Sociologist Gijs Custers: “We just don’t know whether NPRZ measures are effective”

by time news

Sociologist Gijs Custers has been studying inequality in Rotterdam for years. He works as a university lecturer in criminology at Erasmus University Rotterdam. In his scientific research he studies the NPRZ, with special attention to the extension of learning time in primary schools. He is a man of numbers.

Give him a large set of data and he will dive right into it. With the right data, he can then determine whether there is a causal relationship between certain policy interventions and specific developments in the city. In a sober meeting room on the Woudestein campus, we discuss the expansion of NPRZ’s learning time. The extension of learning time is one of the key points at primary schools in the so-called focus districts. Pupils go to school for an extra 10 hours per week with the main aim of improving the school performance of these pupils.

“It is urgently necessary for the learning time extension within NPRZ to investigate which policy has what effect. That is exactly why I chose this topic for my scientific research,” says Custers.

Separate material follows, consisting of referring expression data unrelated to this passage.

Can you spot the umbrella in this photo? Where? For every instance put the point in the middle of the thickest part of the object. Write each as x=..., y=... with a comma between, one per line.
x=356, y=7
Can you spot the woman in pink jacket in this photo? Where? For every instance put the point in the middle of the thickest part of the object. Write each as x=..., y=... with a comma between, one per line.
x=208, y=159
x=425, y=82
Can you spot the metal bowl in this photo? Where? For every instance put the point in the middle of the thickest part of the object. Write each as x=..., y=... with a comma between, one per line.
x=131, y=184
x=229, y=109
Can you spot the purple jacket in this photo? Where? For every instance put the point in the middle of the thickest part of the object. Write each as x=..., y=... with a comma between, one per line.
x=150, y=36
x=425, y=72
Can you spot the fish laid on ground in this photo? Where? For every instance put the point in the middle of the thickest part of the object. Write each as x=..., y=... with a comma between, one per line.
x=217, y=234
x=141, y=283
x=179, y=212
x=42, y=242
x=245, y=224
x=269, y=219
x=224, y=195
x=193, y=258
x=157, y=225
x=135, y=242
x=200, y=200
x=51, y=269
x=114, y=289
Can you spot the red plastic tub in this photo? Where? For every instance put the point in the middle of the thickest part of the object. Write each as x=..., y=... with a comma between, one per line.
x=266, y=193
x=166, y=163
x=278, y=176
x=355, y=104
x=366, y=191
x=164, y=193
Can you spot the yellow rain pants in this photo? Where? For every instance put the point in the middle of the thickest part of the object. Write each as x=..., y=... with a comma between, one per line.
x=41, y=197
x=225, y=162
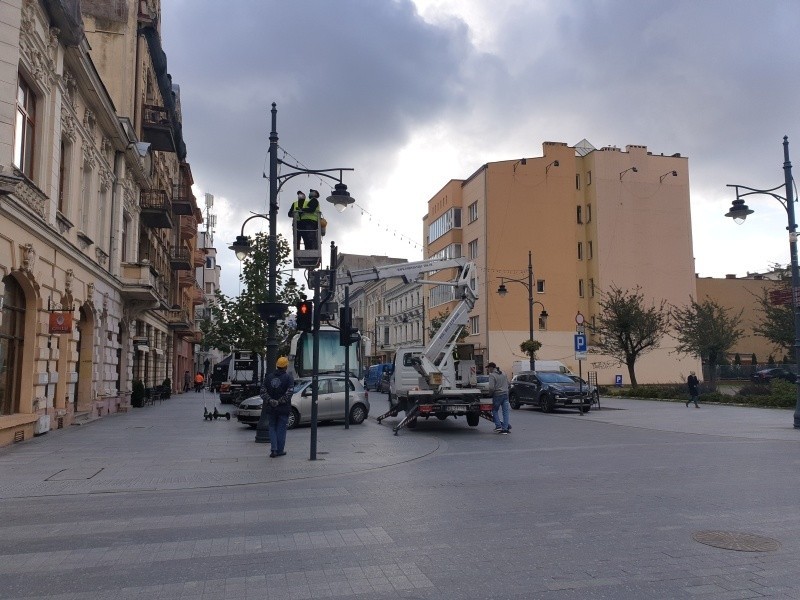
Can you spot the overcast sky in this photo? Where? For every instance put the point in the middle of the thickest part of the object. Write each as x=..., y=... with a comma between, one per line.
x=414, y=93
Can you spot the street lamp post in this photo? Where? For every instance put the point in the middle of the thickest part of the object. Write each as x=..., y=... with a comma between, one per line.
x=529, y=284
x=739, y=211
x=271, y=311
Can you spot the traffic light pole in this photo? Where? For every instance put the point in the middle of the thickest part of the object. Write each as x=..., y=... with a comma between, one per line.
x=315, y=368
x=347, y=363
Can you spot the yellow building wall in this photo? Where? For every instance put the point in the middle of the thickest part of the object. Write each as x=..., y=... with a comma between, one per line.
x=742, y=295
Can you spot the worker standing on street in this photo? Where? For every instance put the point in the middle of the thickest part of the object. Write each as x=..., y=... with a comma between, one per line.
x=306, y=214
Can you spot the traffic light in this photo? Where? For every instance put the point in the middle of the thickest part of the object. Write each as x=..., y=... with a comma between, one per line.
x=305, y=315
x=347, y=335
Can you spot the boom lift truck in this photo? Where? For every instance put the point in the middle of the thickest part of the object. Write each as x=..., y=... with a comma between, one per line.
x=424, y=381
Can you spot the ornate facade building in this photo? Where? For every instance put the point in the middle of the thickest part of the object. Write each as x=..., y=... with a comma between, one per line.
x=99, y=224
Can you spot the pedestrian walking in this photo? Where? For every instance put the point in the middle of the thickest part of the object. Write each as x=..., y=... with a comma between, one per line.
x=694, y=389
x=498, y=385
x=198, y=381
x=276, y=393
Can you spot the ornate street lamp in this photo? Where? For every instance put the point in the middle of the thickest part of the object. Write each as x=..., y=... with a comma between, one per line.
x=502, y=291
x=739, y=211
x=273, y=310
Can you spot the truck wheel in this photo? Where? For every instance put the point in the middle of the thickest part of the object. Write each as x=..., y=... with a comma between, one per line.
x=294, y=419
x=358, y=414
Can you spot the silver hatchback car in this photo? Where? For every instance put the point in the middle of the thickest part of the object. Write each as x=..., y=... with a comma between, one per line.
x=330, y=402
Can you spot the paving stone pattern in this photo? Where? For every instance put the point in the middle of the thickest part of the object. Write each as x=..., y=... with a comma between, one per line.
x=158, y=503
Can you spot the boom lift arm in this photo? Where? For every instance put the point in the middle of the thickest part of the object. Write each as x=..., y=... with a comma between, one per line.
x=440, y=347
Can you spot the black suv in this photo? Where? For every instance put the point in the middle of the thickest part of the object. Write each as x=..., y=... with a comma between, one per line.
x=548, y=391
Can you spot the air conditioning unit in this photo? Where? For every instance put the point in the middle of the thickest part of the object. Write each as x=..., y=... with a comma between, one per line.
x=42, y=425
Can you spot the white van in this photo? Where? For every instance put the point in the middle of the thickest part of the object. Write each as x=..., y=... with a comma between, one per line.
x=548, y=366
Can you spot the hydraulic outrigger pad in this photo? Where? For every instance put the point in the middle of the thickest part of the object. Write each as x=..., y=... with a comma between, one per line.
x=394, y=411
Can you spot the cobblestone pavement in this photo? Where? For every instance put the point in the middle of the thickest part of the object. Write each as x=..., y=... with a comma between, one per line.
x=159, y=503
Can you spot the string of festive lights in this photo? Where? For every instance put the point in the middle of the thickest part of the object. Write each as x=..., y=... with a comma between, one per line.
x=372, y=218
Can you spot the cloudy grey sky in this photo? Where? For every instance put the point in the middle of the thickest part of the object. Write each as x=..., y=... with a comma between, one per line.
x=413, y=93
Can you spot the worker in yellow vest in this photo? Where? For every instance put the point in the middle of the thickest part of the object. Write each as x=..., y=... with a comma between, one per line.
x=306, y=212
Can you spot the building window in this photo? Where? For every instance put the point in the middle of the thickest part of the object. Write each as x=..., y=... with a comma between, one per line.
x=473, y=212
x=12, y=333
x=473, y=249
x=86, y=202
x=449, y=220
x=474, y=326
x=25, y=128
x=63, y=177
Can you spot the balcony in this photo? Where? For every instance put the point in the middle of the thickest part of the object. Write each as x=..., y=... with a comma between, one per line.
x=139, y=284
x=157, y=128
x=196, y=294
x=186, y=279
x=188, y=227
x=179, y=321
x=156, y=209
x=199, y=258
x=180, y=259
x=183, y=200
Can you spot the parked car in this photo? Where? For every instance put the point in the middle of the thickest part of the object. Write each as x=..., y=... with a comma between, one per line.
x=593, y=391
x=330, y=402
x=372, y=380
x=764, y=375
x=547, y=391
x=483, y=385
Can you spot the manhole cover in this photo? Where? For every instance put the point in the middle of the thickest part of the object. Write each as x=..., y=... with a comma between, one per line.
x=732, y=540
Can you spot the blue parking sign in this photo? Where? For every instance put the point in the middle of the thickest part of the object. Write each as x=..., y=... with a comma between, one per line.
x=580, y=342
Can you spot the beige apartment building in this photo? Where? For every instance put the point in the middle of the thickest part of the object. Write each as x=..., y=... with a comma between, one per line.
x=592, y=219
x=741, y=294
x=98, y=223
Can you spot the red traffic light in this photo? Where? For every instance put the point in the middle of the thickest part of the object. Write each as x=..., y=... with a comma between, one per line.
x=305, y=315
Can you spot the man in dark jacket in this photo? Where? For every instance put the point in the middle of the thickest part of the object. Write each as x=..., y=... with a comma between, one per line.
x=694, y=389
x=276, y=393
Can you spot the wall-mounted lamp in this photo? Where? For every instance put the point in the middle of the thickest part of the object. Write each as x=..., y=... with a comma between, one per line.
x=667, y=174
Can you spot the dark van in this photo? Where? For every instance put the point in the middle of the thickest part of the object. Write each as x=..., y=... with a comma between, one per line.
x=372, y=380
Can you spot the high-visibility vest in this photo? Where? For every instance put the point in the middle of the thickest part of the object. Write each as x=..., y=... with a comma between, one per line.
x=297, y=207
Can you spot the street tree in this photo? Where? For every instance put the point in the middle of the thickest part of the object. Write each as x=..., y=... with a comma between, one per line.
x=235, y=322
x=530, y=348
x=707, y=331
x=625, y=328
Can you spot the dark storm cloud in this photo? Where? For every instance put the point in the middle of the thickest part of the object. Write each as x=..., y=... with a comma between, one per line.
x=350, y=78
x=355, y=80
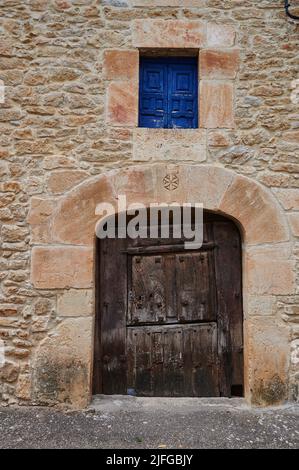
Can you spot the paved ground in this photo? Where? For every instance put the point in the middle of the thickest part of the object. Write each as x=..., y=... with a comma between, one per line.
x=129, y=422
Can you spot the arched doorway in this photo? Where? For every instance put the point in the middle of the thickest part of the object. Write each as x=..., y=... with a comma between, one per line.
x=169, y=321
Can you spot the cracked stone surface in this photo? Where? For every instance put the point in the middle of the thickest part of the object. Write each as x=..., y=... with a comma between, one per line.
x=120, y=422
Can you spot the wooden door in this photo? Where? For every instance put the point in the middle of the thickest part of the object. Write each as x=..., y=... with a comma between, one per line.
x=169, y=320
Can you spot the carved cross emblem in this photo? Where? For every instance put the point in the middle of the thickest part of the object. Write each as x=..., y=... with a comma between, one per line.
x=170, y=182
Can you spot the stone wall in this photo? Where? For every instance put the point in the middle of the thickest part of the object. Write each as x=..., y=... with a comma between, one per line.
x=70, y=70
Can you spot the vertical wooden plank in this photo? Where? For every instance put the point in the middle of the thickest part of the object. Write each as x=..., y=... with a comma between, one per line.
x=229, y=314
x=113, y=304
x=97, y=360
x=143, y=362
x=157, y=363
x=204, y=360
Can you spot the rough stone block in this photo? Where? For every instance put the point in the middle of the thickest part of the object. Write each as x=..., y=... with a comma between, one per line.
x=169, y=144
x=220, y=35
x=58, y=267
x=218, y=64
x=122, y=104
x=168, y=34
x=121, y=64
x=61, y=181
x=75, y=303
x=216, y=105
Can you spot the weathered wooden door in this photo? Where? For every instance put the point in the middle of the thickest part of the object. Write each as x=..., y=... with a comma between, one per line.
x=169, y=320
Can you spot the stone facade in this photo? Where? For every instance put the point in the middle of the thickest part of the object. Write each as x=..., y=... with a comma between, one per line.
x=69, y=140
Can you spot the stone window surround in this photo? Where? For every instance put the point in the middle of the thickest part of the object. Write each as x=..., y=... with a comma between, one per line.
x=218, y=60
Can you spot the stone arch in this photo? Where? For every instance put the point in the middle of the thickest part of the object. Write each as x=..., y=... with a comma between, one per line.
x=267, y=271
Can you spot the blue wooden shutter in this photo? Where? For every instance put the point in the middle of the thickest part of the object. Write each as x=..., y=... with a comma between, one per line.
x=168, y=93
x=153, y=94
x=182, y=95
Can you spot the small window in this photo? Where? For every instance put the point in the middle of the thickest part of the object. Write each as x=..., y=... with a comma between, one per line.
x=168, y=95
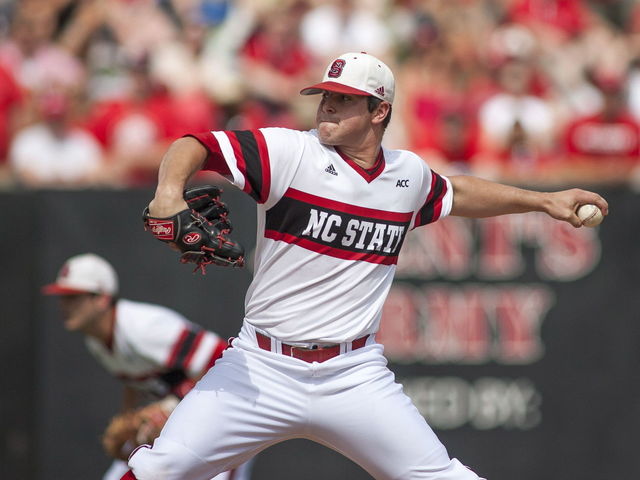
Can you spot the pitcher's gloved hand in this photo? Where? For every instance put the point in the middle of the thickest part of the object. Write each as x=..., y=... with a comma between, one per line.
x=200, y=232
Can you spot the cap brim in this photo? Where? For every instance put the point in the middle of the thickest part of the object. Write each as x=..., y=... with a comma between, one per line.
x=332, y=87
x=55, y=289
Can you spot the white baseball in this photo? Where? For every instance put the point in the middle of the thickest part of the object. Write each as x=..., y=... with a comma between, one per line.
x=590, y=215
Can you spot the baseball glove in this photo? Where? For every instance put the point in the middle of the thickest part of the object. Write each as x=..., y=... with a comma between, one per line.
x=129, y=430
x=201, y=232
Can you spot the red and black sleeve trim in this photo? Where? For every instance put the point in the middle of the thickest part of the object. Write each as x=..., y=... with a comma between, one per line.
x=215, y=160
x=432, y=208
x=252, y=159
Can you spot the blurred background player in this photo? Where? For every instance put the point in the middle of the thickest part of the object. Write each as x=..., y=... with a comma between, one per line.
x=155, y=351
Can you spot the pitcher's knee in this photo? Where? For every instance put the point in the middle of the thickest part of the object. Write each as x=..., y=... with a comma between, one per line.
x=168, y=461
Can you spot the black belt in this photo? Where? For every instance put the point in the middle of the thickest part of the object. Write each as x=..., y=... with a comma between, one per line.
x=314, y=354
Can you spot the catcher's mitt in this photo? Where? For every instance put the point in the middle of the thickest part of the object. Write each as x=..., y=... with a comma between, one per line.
x=129, y=430
x=199, y=232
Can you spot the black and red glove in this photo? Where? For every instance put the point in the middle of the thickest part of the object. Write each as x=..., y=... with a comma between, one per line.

Is that right? Is the program monitored? On the NPRZ site, data is available about developments in, for example, citoscore, school advice, unemployment and much more.

“This monitoring does not involve scientific research. What you see in those reports is all descriptive. Then it says, for example, that there are more people with a higher education living in South Rotterdam than a few years ago. What is missing next is a scientific analysis. Is this increase caused, for example, by people moving to South Rotterdam from other areas? Or are there residents of South Rotterdam who are rising socially thanks to the measures taken by NPRZ? These kinds of analyzes are lacking or are only carried out to a limited extent.

You can also criticize the monitoring method. Fellow researchers have already pointed out that there are strange calculations that give a distorted picture. But my main criticism of NPRZ is that there is no research into the relationship between NPRZ policy interventions on the one hand and developments in South Rotterdam on the other. We just don’t know which measures are effective or not.”

Custers: “Scientific research shows that in most cases extending learning time does not contribute to school performance, or only to a very small extent. Only in the minority of cases of extension of learning time do we see a strong positive effect on learning performance.